Hackage 2 and acid-state vs traditional databases

Thu Sep 6 20:49:28 CEST 2012

Hi all,

I've had a bit of experience with Hackage 2 and acid-state now, and I'm
not convinced that it's the best fit for us:

* It's slow. It takes about 5 minutes for me to stop and then start the
  server. It's actually surprising just how slow it is, so it might be
  possible/easy to get this down to seconds, but it still won't be
  instantaneous.

* Memory usage is high. It's currently in the 700M-1G range, and to get
  it that low I had to stop the parsed .cabal files from being held in
  memory (which presumably has an impact on performance, although I
  don't know how significant that is), and disable the reverse
  dependencies feature. It will grow at least linearly with the number
  of package/versions in Hackage.

* Only a single process can use the database at once. For example, if
  the admins want a tool that will make it easier for them to approve
  user requests, then that tool needs to be integrated into the Hackage
  server (or talk to it over HTTP), rather than being standalone.

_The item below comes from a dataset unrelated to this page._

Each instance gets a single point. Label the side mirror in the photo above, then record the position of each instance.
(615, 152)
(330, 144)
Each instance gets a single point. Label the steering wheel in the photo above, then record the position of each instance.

* The database is relatively opaque. While in principle tools could be
  written for browsing, modifying or querying it, currently none exist
  (as far as I know).

* The above 2 points mean that, for example, there was no easy way for
  me to find out how many packages use each top-level module hierarchy
  (Data, Control, etc). This would have been a simple SQL query if the
  data had been in a traditional database, but as it was I had to write
  a Haskell program to process all the package .tar.gz's and parse the
  .cabal files manually.

* acid-state forces us to use a server-process model, rather than having
  processes for individual requests run by apache. I don't know if we
  would have made this choice anyway, so this may or may not be an
  issue. But the current model does mean that adding a feature or fixing
  a bug means restarting the process, rather than just installing the
  new program in-place.

Someone pointed out that one disadvantage of traditional databases is
that they discourage you from writing as if everything was Haskell
datastructures in memory. For example, if you have things of type
    data Foo = Foo {
        str :: String,
        bool :: Bool,
        ints :: [Int]
    }
stored in a database then you could write either:
    foo <- getFoo 23
    print $ bool foo
or
    b <- getFooBool 23
    print b

The former is what you would more naturally write, but would require
constructing the whole Foo from the database (including reading an
arbitrary number of Ints). The latter is thus more efficient with the
database backend, but emphasises that you aren't working with regular
Haskell datastructures.

This is even more notable with the Cabal types (like PackageDescription)
as the types and various utility functions already exist - although it's
currently somewhat moot as the current acid-state backend doesn't keep
the Cabal datastructures in memory anyway.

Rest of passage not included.